San Juan Islands, Wash.: About eight years ago, my husband and I decided to help two of his sisters—both single mothers—buy their own houses. We wrote up no official papers, had no formal date for being repaid. (Yes, I know now this was all a bad idea.) One of them paid us back several years ago. The other has never mentioned it. As I saw her become financially stable, her children grown and moved out of the house, I kept expecting her to bring up how she might begin to repay us. My husband refused to ask her about it, saying she'd bring it up when she was ready. After a couple of years of wondering, I finally wrote her a letter saying this uncomfortable matter was still between us and asking for us to talk about it. She responded by writing a letter only to my husband, saying she was surprised that the "private agreement" that existed between her and my husband of his "generous gift" might be causing him pain. My husband was angry that I had gone "behind his back" to write a letter to his sister. He says now that he has always hoped that one day she would "pay it forward" to another family member but that whatever she does is her own business. I feel like she --and he-- have cut me out of the discussion of what happens to our money($20,000!). What should I do?
Emily Yoffe: Yes, the original mistake was not clarifying the terms of the loan. Since enough time has gone by for your sister-in-law's children to have grown and left, even a low interest rate would be a nice return for you now. Your second mistake was taking action without your husband. This has backfired by making it his family against you. "Pay it forward" is a lovely idea, but it sounds as if your sister in-law just decided to stick with the "pay" portion of this aphorism and has no use for "forward" let alone paying it back. Given the high feelings, you should apologize to your husband and say you want to let the issue go for now.

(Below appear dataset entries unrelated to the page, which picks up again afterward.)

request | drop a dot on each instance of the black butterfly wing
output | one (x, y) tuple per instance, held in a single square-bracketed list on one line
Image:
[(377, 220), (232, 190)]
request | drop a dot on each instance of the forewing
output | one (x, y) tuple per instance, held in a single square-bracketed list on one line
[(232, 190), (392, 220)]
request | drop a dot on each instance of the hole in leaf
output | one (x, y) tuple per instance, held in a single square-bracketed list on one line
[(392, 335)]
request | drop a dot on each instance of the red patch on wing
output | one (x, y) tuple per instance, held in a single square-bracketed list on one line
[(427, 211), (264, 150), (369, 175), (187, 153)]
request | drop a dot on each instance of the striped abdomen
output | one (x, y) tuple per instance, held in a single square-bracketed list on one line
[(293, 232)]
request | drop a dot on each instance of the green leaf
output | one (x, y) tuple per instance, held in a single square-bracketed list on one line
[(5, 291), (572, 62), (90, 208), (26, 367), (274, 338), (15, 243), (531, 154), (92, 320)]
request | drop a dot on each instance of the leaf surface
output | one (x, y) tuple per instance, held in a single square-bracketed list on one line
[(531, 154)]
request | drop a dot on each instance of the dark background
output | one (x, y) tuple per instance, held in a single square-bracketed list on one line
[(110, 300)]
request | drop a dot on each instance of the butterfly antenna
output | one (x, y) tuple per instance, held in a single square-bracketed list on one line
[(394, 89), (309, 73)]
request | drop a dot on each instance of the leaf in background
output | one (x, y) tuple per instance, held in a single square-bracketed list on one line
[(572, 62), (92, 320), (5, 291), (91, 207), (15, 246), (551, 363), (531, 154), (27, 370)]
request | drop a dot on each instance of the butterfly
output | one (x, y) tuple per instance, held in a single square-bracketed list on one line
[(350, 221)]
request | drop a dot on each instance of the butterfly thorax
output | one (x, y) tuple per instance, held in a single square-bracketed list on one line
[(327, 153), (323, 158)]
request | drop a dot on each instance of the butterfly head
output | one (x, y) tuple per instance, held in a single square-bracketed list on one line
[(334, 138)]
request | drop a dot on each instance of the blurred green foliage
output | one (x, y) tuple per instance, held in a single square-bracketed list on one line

Then in a few months say to your husband you know you behaved inappropriately by writing to your sister-in-law, but you wanted to bring it up again with him to see if you both could get some recompense from his sister for your long ago and generous loan. link to original post with 20 million other questions
what it looks like is husband GAVE his sister 20,000 behind his wifes back. "pay it forward" my ass, it does not sound like he mentioned any such thing to his sister and especially not to his wife.
prudie says the wife should apologize. nooooooo she shouldnt. sure she could start the conversation with her husband with an apology about writing the letter, but she needs then tell her husband that she feels he went behind her back in setting up an apparent "private agreement" with his sister. the sister seems to think it was a gift. if it was the couple has much bigger issues. assuming joint finances, it is just as much her money as her husbands. he does not have the right to give anyone that kind of money without her consent. if it was a loan and it was stated as such from the beginning, than he needs to discuss a repayment plan with his sister, without blaming the wife for anything.